Mental health and physical health are interrelated. One of the ways that architecture can impact our mental health is through more established ‘healthy building’ tenets – natural materials, sustainable energy practices, the encouragement of movement, etc.

Other ways that architecture can impact our mental health more directly involve some more nitty-gritty psychology tricks, particularly where the factors of psychological well-being are involved. We feel safer, and happier, in an environment that our brains understand and that give us autonomy and environmental mastery. This can be achieved in an infinite number of ways, but I’m particularly interested in emerging research that merges neuroscience and architecture to understand what decisions we make as designers can be the most impactful. Knowing that our brains are biophilic – meaning we process the world around us and are attracted to things we understand, i.e. the natural environment – informs us that choosing natural materials and mimicking natural forms and processes make people feel more comfortable and safe in a given space. We also know that our brains are wired for narrative and story-telling, so not just designing a space with sustainable building practices but ensuring that its future occupants are aware of the building’s story and goals further our relationships with those spaces and give them deeper meaning.

Some general reads on the impact of architecture on people include Life Between Buildings: Using Public Space by Jan Gehl, Places of the Heart by University of Waterloo’s Colin Ellard, and Healing Spaces: The Science of Place and Well-Being by Esther M. Sternberg. A shorter, more technical read with an eye towards the biophilic is Cognitive Architecture by Ann Sussman and Justin B. Hollander.

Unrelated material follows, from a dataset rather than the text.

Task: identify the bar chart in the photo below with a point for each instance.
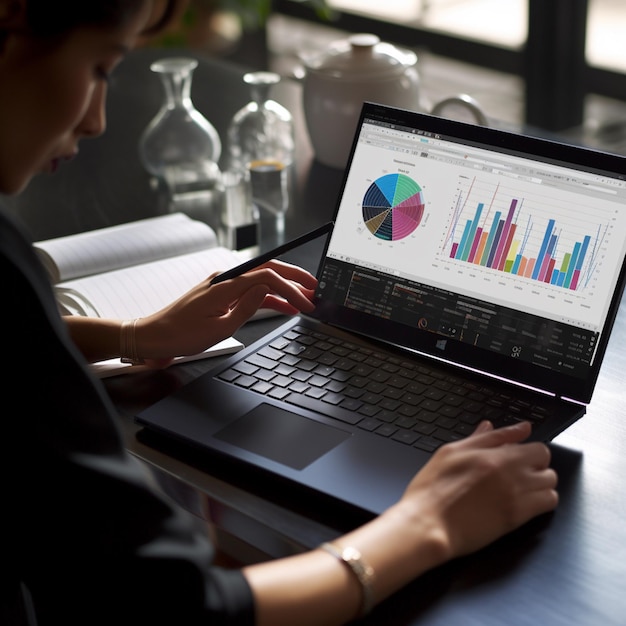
(537, 240)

SHoP Dunescape for MoMA PS1 2000

SHoP Dunescape for MoMA PS1 2000

Moving Forward

Research and interest continue to broaden in scope when it comes to architecture and neuroscience. The Academy of Neuroscience for Architecture (ANFA), related to the American Institute of Architects and the Salk Institute, continues to showcase and promote research into this growing field, holding a biennial conference at the Salk Institute. There is an increasing sense of urgency to understand how to build better cities in particular, with urban growth rates skyrocketing and more than half the world population predicted to be urban by 2050, and Toronto’s projected growth is no exception. Paired with climate crisis and housing crisis, understanding the relationship between neuroscience, sustainability and architecture seems more imperative than ever. While the desire to build better cities is as old as cities themselves, there seems to be a fundamental shift in attitude; rather than prescriptive, intellectualist, and some would say arrogant approaches to utopian living, we are now focusing on evidence-based design, empowering those most vulnerable in the urban environments, and collectivist problem solving, with no delusions that perfection exists.

Here is a final anthology-type book providing a great overview of the breadth of approaches, backgrounds and attitudes for those who find themselves wanting to dig deeper:

Mind in architecture: Neuroscience, Embodiment, and the Future of Design by Sarah Robinson and Juhani Pallassmaa.